Workers cleaned up more than 24,000 dumped tires, including passenger, commercial truck and heavy equipment tires. The cleanup had 450 registered volunteers and saw 10,000 tires collected in one day. The project, which began with collection in 2019, was funded by a Tire Environmental Act Program grant of $250,000 from TDEC’s Office of Policy and Sustainable Practices, a special litter grant of $200,000 from TDOT and a Federal Highway-Recreational Trails Program grant of $280,000 from TDEC’s Division of Recreation Resources.
“We are using flexible, porous pavement made from recycled tires in other Tennessee State Parks,” says TDEC’s Schofinski. “The project at T.O. Fuller State Park was the first of its kind, and we hope to replicate it in other locations. Bringing communities high-quality recreational opportunities is one of the major goals of Tennessee State Parks and Tires to Trails.”
State parks offer programs to fit the season
While a trip to one of Tennessee’s state parks might automatically bring warm-weather images to mind, there’s a beauty and peaceful quiet that comes from the less-crowded winter visits. The parks still offer plenty of programs and special events in the colder months. Here is a sampling:
Dec. 1 • Winter Tree Keys, Warriors Path State Park — Learn to use botanical keys to identify winter trees by their bark, buds, fallen leaves and more.
Dec. 2–3 • Christmas at the Carter Mansion, Sycamore Shoals State Park — Step into the traditions of a circa 1780 Colonial Christmas at this historic home.
Dec. 3 • Christmas Garrison, Fort Loudoun State Park, 10 a.m.-4:30 p.m., 6–7 p.m. — Celebrate Christmas as the soldiers did during the French and Indian War. Demonstrations throughout the day will feature blacksmithing, laundering, cooking and artillery drills. There will also be a Christmas church service and wassail tasting. The candlelight tour of the fort begins at 6 p.m.
Dec. 3–4 • Christmas on the Mountain, Fall Creek Falls State Park — Enjoy live music, Christmas decorations, a craft fair and a visit from Santa Claus.
Jan. 1 • First Day Hikes — Several parks host hikes on the first day of the year. Among these are Chickasaw, Cordell Hull Birthplace, Hiwassee/Ocoee Scenic River, Montgomery Bell and Old Stone Fort.
Jan. 15 • Geocaching and S’mores, Hiwassee/Ocoee Scenic River — Learn to use your smartphone or GPS device to find geocaches (hidden treasures), then enjoy some yummy s’mores by the campfire.
Jan. 21 • Winter Garden Seminar: Wild Edibles and Medicinals, Warriors Path State Park — Learn the traditional uses of common plants.

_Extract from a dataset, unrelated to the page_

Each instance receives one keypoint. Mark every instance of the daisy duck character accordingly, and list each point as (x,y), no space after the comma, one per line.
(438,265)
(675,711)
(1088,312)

Feb. 3–5 • 19th Annual Reelfoot Lake Eagle Festival, Reelfoot Lake State Park — The park has been hosting bald eagle tours in January and February for years, and this festival celebrates our national symbol with special tours, raptor programs, children’s programming and other activities.

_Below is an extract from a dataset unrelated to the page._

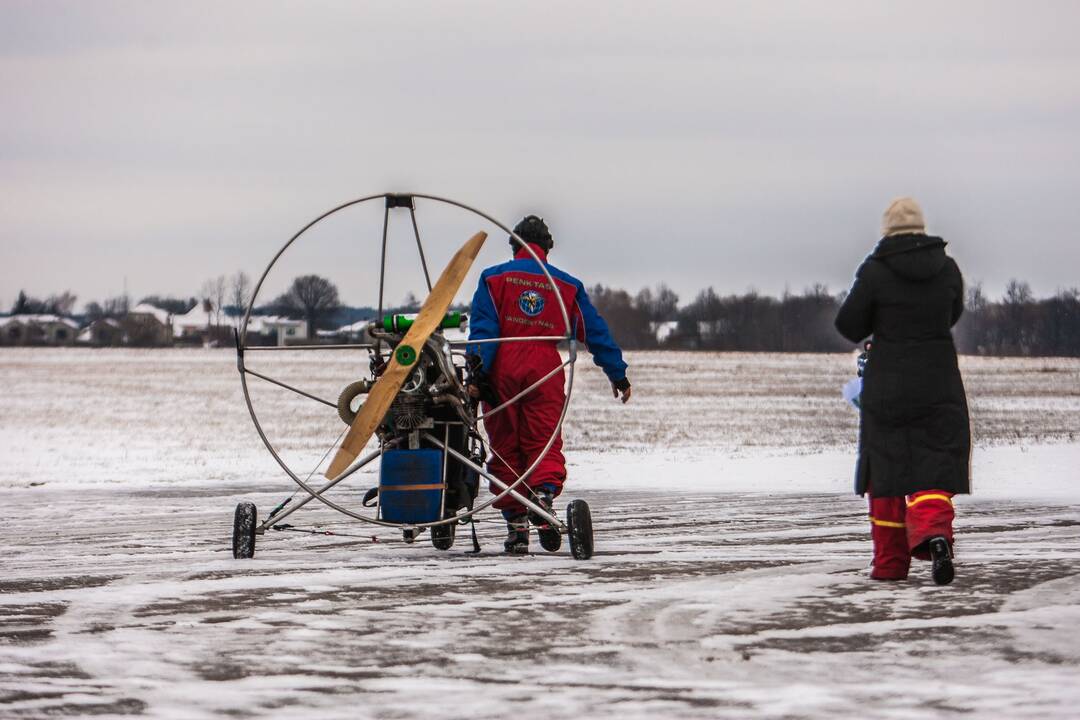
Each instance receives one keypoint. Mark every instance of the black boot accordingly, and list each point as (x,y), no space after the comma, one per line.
(551,539)
(941,555)
(517,535)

Feb. 4 • Full Moon Cemetery Lantern Tour, Montgomery Bell State Park — Learn about the people who called this area home before it became a state park.

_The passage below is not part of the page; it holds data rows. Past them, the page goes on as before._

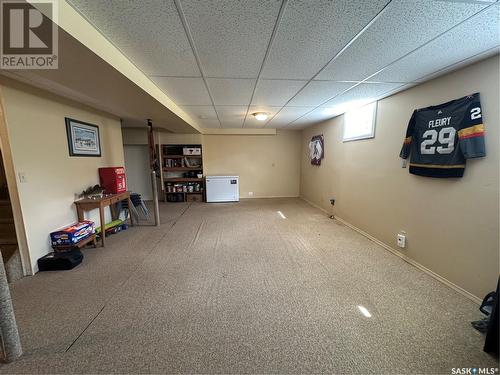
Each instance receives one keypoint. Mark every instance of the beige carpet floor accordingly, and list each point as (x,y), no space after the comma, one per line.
(235,288)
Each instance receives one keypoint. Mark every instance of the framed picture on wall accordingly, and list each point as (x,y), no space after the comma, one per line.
(83,138)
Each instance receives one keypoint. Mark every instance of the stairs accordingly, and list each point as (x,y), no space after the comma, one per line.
(8,242)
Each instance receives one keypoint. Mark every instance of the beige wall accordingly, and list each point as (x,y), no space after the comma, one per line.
(268,165)
(451,224)
(37,133)
(135,136)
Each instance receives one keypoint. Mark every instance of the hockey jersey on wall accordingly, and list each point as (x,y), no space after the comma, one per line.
(440,138)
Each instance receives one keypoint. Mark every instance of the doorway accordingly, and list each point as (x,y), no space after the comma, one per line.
(137,168)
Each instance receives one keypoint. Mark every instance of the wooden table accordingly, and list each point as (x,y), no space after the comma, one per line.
(88,204)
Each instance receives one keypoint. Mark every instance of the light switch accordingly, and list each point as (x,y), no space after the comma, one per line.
(22,177)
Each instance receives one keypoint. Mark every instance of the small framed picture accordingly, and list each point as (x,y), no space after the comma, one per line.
(83,138)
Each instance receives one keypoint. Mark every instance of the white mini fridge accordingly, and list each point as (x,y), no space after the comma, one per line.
(223,188)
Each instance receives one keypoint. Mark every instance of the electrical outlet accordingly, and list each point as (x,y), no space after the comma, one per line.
(401,239)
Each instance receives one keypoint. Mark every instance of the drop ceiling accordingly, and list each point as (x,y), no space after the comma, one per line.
(300,61)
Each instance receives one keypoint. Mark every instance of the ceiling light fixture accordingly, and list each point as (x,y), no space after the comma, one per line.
(260,116)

Feb. 25 • Maker Market and Craft Fair, Bledsoe Creek State Park, 10 a.m.–2 p.m. — Bundle up and enjoy seeing what the 35 vendors have to offer. Food trucks will be on site to provide breakfast, brunch and lunch.
The Tennessee Running Tour continues through the winter months. This is the 44th year of the longest state parks running series in the country. Twenty different races are held at state parks beginning in October and lasting until early March. Visit tennesseerunningtour.com to find out about times, locations, fees and more.
For a fuller listing of events and programs being held at state parks across the state, visit tnstateparks.com/events. Check back often as these are frequently updated as dates draw nearer. You’ll also find information about any related fees or requirements for specific programs.